Notice that the layout manager’s AllowsNonContiguousLayout property is set to false in this case. This causes the layout to be recalculated for all cases where the text changes. Setting this to true may benefit performance by avoiding a full-layout refresh, especially in the case of large documents. However, setting AllowsNonContiguousLayout to true would prevent the exclusion path from updating the layout in some circumstances - for example, if text is entered at runtime without a trailing carriage return prior to the path being set.

Multitasking

iOS 7 changes when and how background work is performed. Task completion in iOS 7 no longer keeps applications awake when tasks are running in the background, and applications are woken for background processing in a non-contiguous manner. iOS 7 also adds three new APIs for updating applications with new content in the background:

  • Background Fetch – Allows applications to update content in the background at regular intervals.
  • Remote Notifications - Allows applications to update content when receiving a push notification. The notifications can be either silent or can display a banner on the lock screen.
  • Background Transfer Service – Allows uploading and downloading of data, such as large files, without a fixed time limit.

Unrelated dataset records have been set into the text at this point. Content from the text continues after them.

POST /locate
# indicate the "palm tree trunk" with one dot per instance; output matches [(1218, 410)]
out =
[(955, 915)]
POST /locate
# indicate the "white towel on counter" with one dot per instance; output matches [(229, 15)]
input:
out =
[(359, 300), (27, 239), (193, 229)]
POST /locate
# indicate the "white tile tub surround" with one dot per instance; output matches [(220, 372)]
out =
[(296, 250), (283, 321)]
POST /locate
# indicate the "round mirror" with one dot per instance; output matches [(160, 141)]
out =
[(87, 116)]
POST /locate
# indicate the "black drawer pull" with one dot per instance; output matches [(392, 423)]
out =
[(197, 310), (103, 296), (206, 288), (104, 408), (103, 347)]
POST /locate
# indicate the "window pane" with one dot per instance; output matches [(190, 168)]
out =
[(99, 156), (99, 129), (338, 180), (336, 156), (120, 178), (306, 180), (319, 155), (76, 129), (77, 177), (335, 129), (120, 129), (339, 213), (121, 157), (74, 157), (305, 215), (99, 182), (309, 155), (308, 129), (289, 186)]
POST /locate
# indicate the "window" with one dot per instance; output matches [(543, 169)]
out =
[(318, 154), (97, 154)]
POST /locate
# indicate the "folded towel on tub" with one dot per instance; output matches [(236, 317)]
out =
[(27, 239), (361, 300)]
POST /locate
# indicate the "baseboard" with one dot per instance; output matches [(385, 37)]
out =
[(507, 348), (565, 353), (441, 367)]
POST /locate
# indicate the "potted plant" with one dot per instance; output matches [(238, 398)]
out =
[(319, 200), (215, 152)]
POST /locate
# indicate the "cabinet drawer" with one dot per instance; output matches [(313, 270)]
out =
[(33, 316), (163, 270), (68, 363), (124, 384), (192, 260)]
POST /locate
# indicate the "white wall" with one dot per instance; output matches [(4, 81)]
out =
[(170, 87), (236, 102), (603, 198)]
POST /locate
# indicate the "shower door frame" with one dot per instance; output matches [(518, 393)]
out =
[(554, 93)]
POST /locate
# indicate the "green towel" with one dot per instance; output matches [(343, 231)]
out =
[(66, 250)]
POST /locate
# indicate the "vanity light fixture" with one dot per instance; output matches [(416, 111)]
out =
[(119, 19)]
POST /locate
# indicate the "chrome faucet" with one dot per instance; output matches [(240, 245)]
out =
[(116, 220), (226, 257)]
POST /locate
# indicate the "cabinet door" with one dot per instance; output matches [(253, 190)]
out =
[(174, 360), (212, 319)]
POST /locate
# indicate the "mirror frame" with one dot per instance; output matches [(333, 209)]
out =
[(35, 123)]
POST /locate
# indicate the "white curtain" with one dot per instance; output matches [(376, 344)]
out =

For more details about the new multitasking capabilities, see the iOS sections of the Xamarin Backgrounding guide.

Summary

This article covers several major new additions to iOS. First, it shows how to add custom transitions to View Controllers. Then, it shows how to use transitions in collection views, both from within a navigation controller, as well as interactively between collection views. Next, it introduces several enhancements made to UIView animations, showing how applications use UIKit for things that previously required programming directly against Core Animation. Finally, new UIKit Dynamics API, which brings a physics engine to UIKit, is introduced alongside the rich text support now available in the Text Kit framework.